Looking at data from 115 countries the ILO found the economic crisis cut growth in wages by half. If China is excluded from the calculation the impact is much more severe.
Part of the reason for the decline in increasing wages was the loss of hours worked. In this, Canada had one of the largest declines among advanced countries.
The ILO reports a long term trend that sees wages declining as a share of national output. This was actually reversed to a degree by the recession that saw profits fall. The ILO reports:
The recent global trends in wages and wage share should be seen against a backdrop of widespread and rising wage inequality, characterized by rapidly increasing wages at the top and stagnating wages at the median and bottom of the distribution…Although the largest part of this increase was due to top earners ‘flying away’ from the majority, another part was due to the so-called ‘collapsing bottom’, where the distance between median workers and low-paid workers has increased in 12 out of 28 countries.
As with earlier studies the ILO report suggests a link between growing income inequality and the collapse.
While there are, of course, many factors which have triggered the crisis, a group of 30 distinguished experts led by Jean-Paul Fitoussi and Joseph Stiglitz considered that the crisis had its structural roots in the decline of aggregate demand that preceded the crisis and which was due to changes in income distribution.

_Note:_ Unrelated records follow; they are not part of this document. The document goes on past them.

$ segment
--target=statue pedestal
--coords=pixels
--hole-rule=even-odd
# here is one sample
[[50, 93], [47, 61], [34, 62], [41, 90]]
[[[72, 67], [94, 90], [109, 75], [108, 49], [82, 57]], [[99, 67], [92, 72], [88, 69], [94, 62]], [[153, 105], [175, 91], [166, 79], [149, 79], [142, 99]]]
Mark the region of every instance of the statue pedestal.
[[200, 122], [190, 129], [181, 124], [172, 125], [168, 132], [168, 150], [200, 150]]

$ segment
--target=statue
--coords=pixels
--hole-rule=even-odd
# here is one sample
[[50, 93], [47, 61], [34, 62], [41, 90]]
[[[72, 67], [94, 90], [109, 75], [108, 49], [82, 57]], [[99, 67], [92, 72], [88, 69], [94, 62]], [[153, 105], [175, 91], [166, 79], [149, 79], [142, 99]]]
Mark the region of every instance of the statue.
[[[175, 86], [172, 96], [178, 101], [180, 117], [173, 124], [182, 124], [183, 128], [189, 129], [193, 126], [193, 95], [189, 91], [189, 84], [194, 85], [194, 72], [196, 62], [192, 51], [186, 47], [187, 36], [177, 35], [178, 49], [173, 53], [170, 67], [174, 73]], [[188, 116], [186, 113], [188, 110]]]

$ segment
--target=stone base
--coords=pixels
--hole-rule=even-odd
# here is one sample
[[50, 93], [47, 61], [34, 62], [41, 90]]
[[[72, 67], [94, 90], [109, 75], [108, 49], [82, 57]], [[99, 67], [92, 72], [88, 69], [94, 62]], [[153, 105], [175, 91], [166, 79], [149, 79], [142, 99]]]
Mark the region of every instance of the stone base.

They argue that the increase in inequality in the years before the crisis depressed aggregate demand by transferring money from low-income households – which have a high propensity to spend – to households with higher incomes, which tend to spend less and save more.
In the US this was compensated for by increased borrowing which ultimately proved unsustainable. Here in Canada the Bank of Canada has raised concerns about our record levels of consumer debt.
Again mirroring earlier reports, (here and here) the ILO calls for more effective collective bargaining and for higher minimum wages. The ILO demonstrates the link between low levels of unionization and high levels of low wages. In countries with less than 15% union density the incidence of low wages is nearly 25%. The incidence of low wages falls by more than half in countries with a union density of 50% or higher.
So where do we stand in Canada and in British Columbia? The gap in income between the rich and the rest is widening. Wages have stagnated. In BC the minimum wage has been frozen for a decade and year after year we have the highest rate of child poverty in Canada. Union density is declining. Many of us have believed for years government policies in BC were socially reprehensible. Now international organizations like the ILO are demonstrating that their economic policies have also helped to drive us into economic crisis.